SEO対策とは具体的にどのようなものか?

「SEO対策」の定義

「SEO対策」と耳でよく聞く(記事の中で単語を見かける)ことがあっても、それが具体的に「どのような対策」なのかについて(何も参照せずに人に説明できるくらい)具体的にきちんと把握している方は(Web業界のお仕事に従事している人ですらも一部を除き)あまり居ないのではないでしょうか。

そこで、当ページでは「SEO対策(えすいーおーたいさく)」についてなるべく多くの人にご理解いただけるような分かりやすい解説をしてみたいと思います。

Google(グーグル)の検索エンジンをたたいて早速「SEO対策 とは?」と打ち込んでみるとこんな結果が検索画面のトップに表示されました。

SEOとは、「Search Engine Optimization」の略で、「検索エンジン最適化」という意味です。 つまり、GoogleやYahooなどの検索エンジン(検索サイト)で、特定のキーワードで検索した際に上位に表示されるための対策のことです。

これだけで意味が分かる人もいれば、わからない人も居ることでしょう。

人によっては、「そのキーワードで1位を獲得できれば、PVもアクセスも増えて良いもの。それがSEO対策。」などど大雑把なイメージをお持ちの方もいるでしょう。

その解釈は一応「ある意味」では合っているといえるかもしれません。が、「合っていない」ともいえます。
(どっちやねん(゜д゜;))

そもそもSEO対策はなんのためにある?1位を取ることが「SEOの目的」か?

答えを先に申し上げます。「とりかえず検索キーワードで1位を取ればいい」という考え方は必ずしも正しいとはいえません。

ただ、ある文脈では合っているといえば合っているといえるかもしれません。が、必ずしも正しいとはいえないということです。
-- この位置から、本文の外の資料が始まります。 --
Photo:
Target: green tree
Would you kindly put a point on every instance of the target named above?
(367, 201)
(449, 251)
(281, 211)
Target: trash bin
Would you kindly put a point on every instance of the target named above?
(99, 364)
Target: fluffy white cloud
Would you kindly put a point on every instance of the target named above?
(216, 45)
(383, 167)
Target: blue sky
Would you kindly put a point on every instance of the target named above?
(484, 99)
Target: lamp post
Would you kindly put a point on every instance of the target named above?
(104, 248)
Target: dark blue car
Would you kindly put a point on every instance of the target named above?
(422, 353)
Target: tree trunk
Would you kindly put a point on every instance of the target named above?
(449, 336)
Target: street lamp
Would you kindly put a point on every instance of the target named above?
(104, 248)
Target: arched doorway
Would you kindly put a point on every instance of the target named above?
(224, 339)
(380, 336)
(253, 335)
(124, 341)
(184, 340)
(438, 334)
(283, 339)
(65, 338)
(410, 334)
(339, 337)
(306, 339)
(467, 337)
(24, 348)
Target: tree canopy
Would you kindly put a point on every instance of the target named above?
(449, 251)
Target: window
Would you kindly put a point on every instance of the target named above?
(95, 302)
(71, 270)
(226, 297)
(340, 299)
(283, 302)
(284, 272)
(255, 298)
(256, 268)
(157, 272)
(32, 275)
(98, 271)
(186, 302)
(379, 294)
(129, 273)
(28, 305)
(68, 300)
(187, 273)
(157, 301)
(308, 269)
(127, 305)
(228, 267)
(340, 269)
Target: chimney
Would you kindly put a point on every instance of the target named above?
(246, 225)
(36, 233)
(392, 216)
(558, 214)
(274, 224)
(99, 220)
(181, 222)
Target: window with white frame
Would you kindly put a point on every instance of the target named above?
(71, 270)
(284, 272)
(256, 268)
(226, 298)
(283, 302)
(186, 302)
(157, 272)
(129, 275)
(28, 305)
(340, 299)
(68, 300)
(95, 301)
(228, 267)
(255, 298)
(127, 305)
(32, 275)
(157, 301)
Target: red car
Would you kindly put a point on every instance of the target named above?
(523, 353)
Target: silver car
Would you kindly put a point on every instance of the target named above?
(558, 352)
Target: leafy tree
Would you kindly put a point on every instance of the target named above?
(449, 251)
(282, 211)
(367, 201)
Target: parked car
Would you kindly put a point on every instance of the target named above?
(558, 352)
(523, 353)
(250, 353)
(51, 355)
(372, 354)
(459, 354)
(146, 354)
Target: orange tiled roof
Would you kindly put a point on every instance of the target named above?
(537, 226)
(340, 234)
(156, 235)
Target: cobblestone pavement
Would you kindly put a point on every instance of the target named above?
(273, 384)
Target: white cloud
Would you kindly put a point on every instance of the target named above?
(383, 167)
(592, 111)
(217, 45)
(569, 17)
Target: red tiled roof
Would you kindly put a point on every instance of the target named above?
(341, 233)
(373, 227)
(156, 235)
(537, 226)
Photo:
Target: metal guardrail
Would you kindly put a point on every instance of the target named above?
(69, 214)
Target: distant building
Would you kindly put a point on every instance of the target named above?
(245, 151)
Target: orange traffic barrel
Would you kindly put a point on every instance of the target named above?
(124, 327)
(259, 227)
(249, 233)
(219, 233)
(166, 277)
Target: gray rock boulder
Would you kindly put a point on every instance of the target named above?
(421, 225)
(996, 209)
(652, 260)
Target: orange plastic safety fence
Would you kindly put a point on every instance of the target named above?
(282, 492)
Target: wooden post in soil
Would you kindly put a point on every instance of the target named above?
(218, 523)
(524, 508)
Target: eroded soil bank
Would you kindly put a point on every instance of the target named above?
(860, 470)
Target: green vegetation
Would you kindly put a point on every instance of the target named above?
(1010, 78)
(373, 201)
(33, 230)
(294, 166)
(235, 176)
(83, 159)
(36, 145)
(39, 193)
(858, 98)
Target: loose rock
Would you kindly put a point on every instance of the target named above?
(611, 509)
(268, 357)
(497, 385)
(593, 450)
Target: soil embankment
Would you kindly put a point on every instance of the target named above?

「正解と言ったり、間違いといったり、どっちなんだ!さっきから矛盾してるぞ!はっきりしろよ!」という声が聞こえてきそうです。

もうちょっと話を分かりやすくしてみたいと思います。

SEOの”実態”は常に進化し続けている。大きな転換点は「2012年」!

言葉の定義の「正しい」「間違っている」のジャッジメントをする前に、まず先にSEOの歴史について触れてみましょう。

SEOには進化の歴史があります。そして、時代が進めばすすむほどSEOのルールや仕組みも大きく変わっていきます。

大きな転換点は2012年。2012年に一体何があったのか。

この年にGoogleは今後の検索エンジンの向上のために断固として検索エンジンのアルゴリズム改造に力を注いでいました。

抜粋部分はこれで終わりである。